Empero esta maniobra le ha valido a Doha el fuerte reproche del resto de los países del Golfo, los cuales, a la luz de los eventos de los años recientes, ven con suma preocupación el auge de militantes antisistémicos que podrían volcarse en contra de sus casas reales, pudiendo mermar su legitimidad apelando a eslóganes religiosos populares.
En suma, al menos en las esferas de alta política, Qatar ha ganado reputación como la incubadora de emprendimientos yihadistas.
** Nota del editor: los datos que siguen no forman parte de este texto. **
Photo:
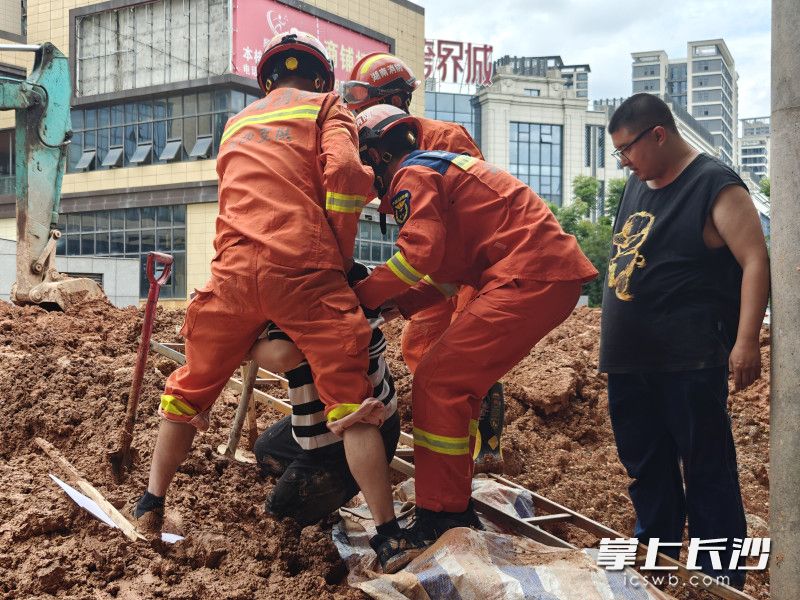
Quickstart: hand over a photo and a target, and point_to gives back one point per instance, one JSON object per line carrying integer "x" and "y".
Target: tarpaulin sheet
{"x": 482, "y": 565}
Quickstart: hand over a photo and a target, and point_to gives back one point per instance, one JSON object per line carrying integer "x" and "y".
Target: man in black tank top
{"x": 683, "y": 303}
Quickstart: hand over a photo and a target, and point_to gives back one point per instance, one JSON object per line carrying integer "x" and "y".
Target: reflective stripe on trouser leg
{"x": 493, "y": 334}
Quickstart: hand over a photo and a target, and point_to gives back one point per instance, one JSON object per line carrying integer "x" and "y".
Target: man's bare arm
{"x": 736, "y": 221}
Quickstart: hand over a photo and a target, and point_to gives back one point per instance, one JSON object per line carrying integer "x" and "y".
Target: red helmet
{"x": 375, "y": 78}
{"x": 301, "y": 42}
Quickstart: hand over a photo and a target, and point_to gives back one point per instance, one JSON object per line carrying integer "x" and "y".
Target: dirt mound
{"x": 65, "y": 377}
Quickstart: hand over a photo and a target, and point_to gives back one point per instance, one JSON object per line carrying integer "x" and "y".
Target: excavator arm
{"x": 43, "y": 132}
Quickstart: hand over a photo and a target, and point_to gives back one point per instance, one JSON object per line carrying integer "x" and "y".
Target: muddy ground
{"x": 65, "y": 377}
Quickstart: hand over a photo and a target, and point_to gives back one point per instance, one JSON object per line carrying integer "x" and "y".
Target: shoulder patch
{"x": 401, "y": 204}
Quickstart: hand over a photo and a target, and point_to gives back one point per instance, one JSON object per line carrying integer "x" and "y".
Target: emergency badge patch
{"x": 401, "y": 204}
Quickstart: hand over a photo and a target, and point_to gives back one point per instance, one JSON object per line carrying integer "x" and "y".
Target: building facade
{"x": 154, "y": 83}
{"x": 704, "y": 84}
{"x": 754, "y": 148}
{"x": 538, "y": 128}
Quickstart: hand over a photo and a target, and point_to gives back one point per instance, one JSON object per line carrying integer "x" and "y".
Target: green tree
{"x": 614, "y": 195}
{"x": 594, "y": 240}
{"x": 584, "y": 189}
{"x": 763, "y": 186}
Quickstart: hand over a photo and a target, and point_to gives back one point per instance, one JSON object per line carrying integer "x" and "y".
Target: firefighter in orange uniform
{"x": 381, "y": 78}
{"x": 291, "y": 188}
{"x": 463, "y": 222}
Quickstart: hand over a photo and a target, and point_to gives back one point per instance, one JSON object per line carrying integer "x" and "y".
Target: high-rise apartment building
{"x": 754, "y": 148}
{"x": 704, "y": 83}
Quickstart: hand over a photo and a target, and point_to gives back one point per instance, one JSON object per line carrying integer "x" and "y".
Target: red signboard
{"x": 255, "y": 22}
{"x": 458, "y": 62}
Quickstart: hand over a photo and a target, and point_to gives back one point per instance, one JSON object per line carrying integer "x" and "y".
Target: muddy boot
{"x": 488, "y": 452}
{"x": 147, "y": 515}
{"x": 429, "y": 525}
{"x": 397, "y": 550}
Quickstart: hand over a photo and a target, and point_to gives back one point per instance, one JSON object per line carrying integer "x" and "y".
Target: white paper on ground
{"x": 87, "y": 503}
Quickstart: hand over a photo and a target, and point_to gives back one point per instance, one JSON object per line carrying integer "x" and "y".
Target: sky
{"x": 603, "y": 34}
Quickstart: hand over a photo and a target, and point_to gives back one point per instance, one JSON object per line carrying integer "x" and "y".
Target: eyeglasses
{"x": 619, "y": 154}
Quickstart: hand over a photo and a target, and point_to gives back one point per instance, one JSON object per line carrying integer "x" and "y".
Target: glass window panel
{"x": 179, "y": 275}
{"x": 118, "y": 219}
{"x": 179, "y": 238}
{"x": 88, "y": 222}
{"x": 118, "y": 114}
{"x": 101, "y": 243}
{"x": 430, "y": 103}
{"x": 164, "y": 216}
{"x": 190, "y": 104}
{"x": 116, "y": 136}
{"x": 203, "y": 103}
{"x": 204, "y": 125}
{"x": 103, "y": 116}
{"x": 145, "y": 132}
{"x": 175, "y": 129}
{"x": 148, "y": 216}
{"x": 179, "y": 214}
{"x": 131, "y": 242}
{"x": 159, "y": 137}
{"x": 237, "y": 101}
{"x": 87, "y": 243}
{"x": 174, "y": 106}
{"x": 90, "y": 118}
{"x": 132, "y": 220}
{"x": 131, "y": 113}
{"x": 222, "y": 100}
{"x": 163, "y": 240}
{"x": 148, "y": 240}
{"x": 461, "y": 103}
{"x": 77, "y": 119}
{"x": 189, "y": 133}
{"x": 117, "y": 242}
{"x": 159, "y": 108}
{"x": 75, "y": 149}
{"x": 145, "y": 111}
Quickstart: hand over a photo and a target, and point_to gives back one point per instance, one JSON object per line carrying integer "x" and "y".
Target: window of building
{"x": 456, "y": 108}
{"x": 373, "y": 248}
{"x": 150, "y": 43}
{"x": 535, "y": 158}
{"x": 130, "y": 233}
{"x": 180, "y": 127}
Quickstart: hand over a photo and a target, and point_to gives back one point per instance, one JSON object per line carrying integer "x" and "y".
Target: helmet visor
{"x": 354, "y": 92}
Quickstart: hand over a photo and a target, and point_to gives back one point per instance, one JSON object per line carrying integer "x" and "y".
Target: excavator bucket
{"x": 43, "y": 133}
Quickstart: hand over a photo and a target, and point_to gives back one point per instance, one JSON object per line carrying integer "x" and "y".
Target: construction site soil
{"x": 65, "y": 377}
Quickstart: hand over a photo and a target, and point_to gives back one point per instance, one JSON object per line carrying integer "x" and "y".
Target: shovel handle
{"x": 163, "y": 259}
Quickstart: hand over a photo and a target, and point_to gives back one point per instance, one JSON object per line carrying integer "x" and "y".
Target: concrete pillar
{"x": 785, "y": 251}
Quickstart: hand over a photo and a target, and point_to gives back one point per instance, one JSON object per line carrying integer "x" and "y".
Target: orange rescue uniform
{"x": 465, "y": 222}
{"x": 291, "y": 188}
{"x": 426, "y": 326}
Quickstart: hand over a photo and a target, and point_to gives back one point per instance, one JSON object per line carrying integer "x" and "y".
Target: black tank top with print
{"x": 669, "y": 302}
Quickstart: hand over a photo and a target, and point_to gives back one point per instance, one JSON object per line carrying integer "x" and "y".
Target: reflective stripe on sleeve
{"x": 403, "y": 270}
{"x": 346, "y": 203}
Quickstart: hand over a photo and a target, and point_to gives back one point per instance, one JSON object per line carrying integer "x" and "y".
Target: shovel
{"x": 122, "y": 459}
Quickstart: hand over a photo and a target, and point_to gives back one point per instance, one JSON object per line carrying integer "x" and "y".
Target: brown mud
{"x": 65, "y": 377}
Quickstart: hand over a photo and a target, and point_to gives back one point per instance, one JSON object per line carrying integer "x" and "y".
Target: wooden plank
{"x": 75, "y": 478}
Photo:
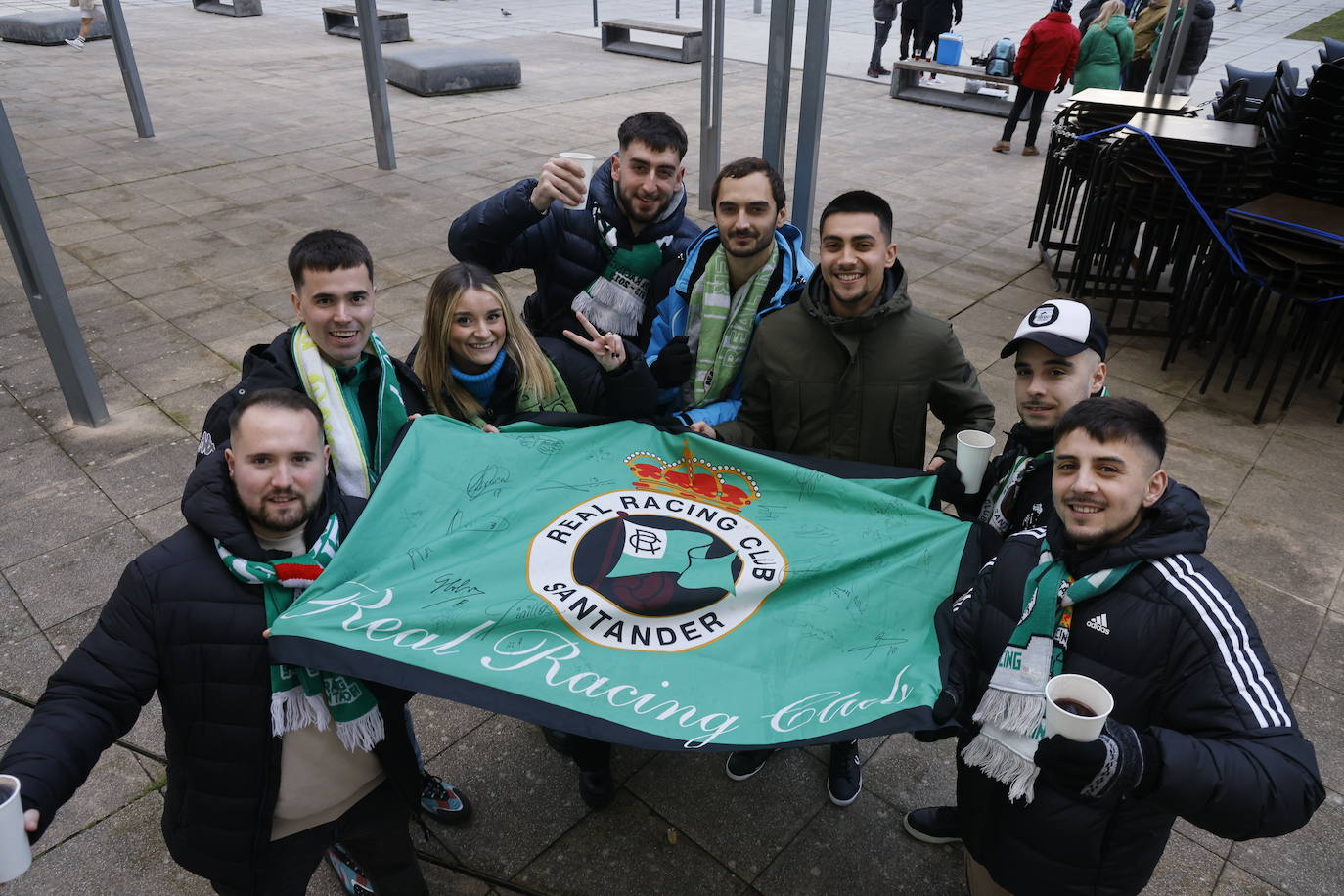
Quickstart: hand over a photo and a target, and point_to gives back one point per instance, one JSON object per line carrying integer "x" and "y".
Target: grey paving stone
{"x": 1326, "y": 661}
{"x": 147, "y": 478}
{"x": 628, "y": 848}
{"x": 1305, "y": 863}
{"x": 175, "y": 371}
{"x": 51, "y": 516}
{"x": 441, "y": 723}
{"x": 910, "y": 774}
{"x": 744, "y": 824}
{"x": 128, "y": 852}
{"x": 124, "y": 435}
{"x": 523, "y": 794}
{"x": 160, "y": 522}
{"x": 74, "y": 578}
{"x": 114, "y": 782}
{"x": 1319, "y": 711}
{"x": 1235, "y": 881}
{"x": 861, "y": 849}
{"x": 1287, "y": 623}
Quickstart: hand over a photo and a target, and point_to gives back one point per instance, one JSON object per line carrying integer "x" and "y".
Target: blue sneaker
{"x": 444, "y": 802}
{"x": 349, "y": 874}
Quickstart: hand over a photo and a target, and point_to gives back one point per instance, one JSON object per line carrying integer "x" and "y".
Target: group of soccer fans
{"x": 732, "y": 334}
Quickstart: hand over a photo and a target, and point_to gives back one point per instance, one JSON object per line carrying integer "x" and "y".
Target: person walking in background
{"x": 938, "y": 17}
{"x": 1196, "y": 43}
{"x": 912, "y": 19}
{"x": 1146, "y": 18}
{"x": 883, "y": 11}
{"x": 1105, "y": 50}
{"x": 1046, "y": 61}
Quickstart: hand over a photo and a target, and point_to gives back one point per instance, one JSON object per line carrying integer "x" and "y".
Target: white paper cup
{"x": 973, "y": 450}
{"x": 1080, "y": 692}
{"x": 585, "y": 161}
{"x": 15, "y": 852}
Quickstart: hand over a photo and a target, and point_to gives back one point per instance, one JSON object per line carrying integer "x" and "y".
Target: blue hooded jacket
{"x": 785, "y": 287}
{"x": 560, "y": 247}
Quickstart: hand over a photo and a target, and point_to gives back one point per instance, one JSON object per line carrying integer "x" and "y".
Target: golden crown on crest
{"x": 690, "y": 477}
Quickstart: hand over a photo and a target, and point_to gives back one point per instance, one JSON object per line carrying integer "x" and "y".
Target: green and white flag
{"x": 657, "y": 590}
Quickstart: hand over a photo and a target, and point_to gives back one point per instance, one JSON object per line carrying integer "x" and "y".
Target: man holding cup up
{"x": 594, "y": 241}
{"x": 1178, "y": 713}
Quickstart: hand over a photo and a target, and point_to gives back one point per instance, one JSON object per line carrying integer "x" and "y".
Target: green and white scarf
{"x": 1012, "y": 712}
{"x": 356, "y": 467}
{"x": 614, "y": 301}
{"x": 298, "y": 696}
{"x": 719, "y": 326}
{"x": 1003, "y": 495}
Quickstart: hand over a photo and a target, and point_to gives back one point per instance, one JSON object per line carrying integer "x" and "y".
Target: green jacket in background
{"x": 861, "y": 388}
{"x": 1102, "y": 54}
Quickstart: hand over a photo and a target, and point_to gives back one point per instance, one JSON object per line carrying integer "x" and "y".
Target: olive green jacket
{"x": 859, "y": 388}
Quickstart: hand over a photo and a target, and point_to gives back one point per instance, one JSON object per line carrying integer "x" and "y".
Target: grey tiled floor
{"x": 173, "y": 251}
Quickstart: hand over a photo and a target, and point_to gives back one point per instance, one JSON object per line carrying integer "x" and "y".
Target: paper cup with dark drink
{"x": 1077, "y": 707}
{"x": 585, "y": 161}
{"x": 15, "y": 853}
{"x": 973, "y": 450}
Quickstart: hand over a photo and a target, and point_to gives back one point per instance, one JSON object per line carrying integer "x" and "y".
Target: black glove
{"x": 674, "y": 363}
{"x": 1118, "y": 762}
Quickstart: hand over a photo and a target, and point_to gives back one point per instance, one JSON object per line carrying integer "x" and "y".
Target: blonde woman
{"x": 1106, "y": 49}
{"x": 478, "y": 363}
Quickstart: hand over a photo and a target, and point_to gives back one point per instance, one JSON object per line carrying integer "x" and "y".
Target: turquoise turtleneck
{"x": 481, "y": 385}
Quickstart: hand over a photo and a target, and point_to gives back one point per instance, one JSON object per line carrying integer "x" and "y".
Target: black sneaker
{"x": 597, "y": 788}
{"x": 442, "y": 801}
{"x": 744, "y": 763}
{"x": 845, "y": 777}
{"x": 933, "y": 825}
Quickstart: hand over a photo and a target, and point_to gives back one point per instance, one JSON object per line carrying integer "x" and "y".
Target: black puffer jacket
{"x": 562, "y": 247}
{"x": 182, "y": 625}
{"x": 273, "y": 367}
{"x": 1183, "y": 659}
Si usted tiene simpatías hacia un grupo islamista y quiere colaborar en la lucha, y si la causa es medidamente bien recibida entre contingentes considerables de la sociedad árabe, usted puede reunirse con un representante gubernamental encubierto en alguna oficina lujosa -por qué no en el lobby de un hotel ostentoso- y hacer su pitch – su discurso de ventas – y obtener una bondadosa contribución del fisco qatarí. El hecho de que las donaciones se suministren prácticamente en la informalidad, es decir sin el endorso oficial de un sello estatal, le permite a las autoridades qataríes minimizar el desenvolvimiento de su país en la colecta de fondos para la yihad. Esto implica que en este campo oscuro Doha no opera por intermedio de agentes oficiales, ciertamente más identificables y posibles blancos de sanciones por parte de la comunidad internacional. Doha opera sagazmente gracias a particulares y organismos no gubernamentales, lo que le permite el amparo de la negación plausible frente a las críticas externas.
Aun vistas las cosas desde la perspectiva qatarí con pragmatismo, el gran inconveniente de este modus operandi estriba en que simplemente no es posible monitorear a dónde van a parar los fondos, para quien realmente, y eventualmente para financiar qué. Qatar no tiene interés alguno en ver al Estado Islámico (ISIS) consagrarse, pero los analistas sospechan que es muy probable que parte del dinero, destinado por ejemplo al Frente Al Nursa, haya ido a parar al autoproclamado califato mesopotámico cuando el capítulo iraquí de Al Qaeda se ramificó en los tonos ultraviolentos que se atestiguan hoy en día.
En balance, la controvertida política exterior de Qatar dice mucho de las contradicciones domésticas de este pequeño y no obstante pudiente país. Por diestra se rige por cálculos geopolíticos, y busca adquirir prestigio como mediador indiscutido de Medio Oriente. Por siniestra, financia a los rebeldes y revolucionarios que en mejor sintonía están con las grandes audiencias, y que se ajustan medidamente a los postulados religiosos oficiales que dice preservar la monarquía. Lo cierto es que en todo caso Qatar es la gallina de los huevos de oro, y esa dicha le ha permitido al emirato cotizar hoy por hoy como uno de los actores más relevantes de la región. Por otra parte quedará por verse qué tan sustentable resulta esta política de “jugar con todos”. Mientras juega esta carta, Doha merma su propia mano financiando a los bandos que resultan más atractivos en términos de popularidad y que más utilidades dan entre las masas.
Por último me permito agregar que con tantas contradicciones en su accionar, es posible asentar que de no ser por sus activos líquidos, Qatar sería uno de los países más irrelevantes en la escena global. Mas siendo una mira de oro, imagínese usted la desazón y la indignación de Doha si de repente la FIFA es forzada a decidir cancelar el torneo deportivo más popular del mundo. Imagínese si luego de invertir en sobornos millonarios para orquestar la votación del anfitrión del mundial 2022 todo se viene al desplome. Llegado el caso – si es que llega – a Qatar le quedará manifiesto que hay cosas que el dinero no puede comprar.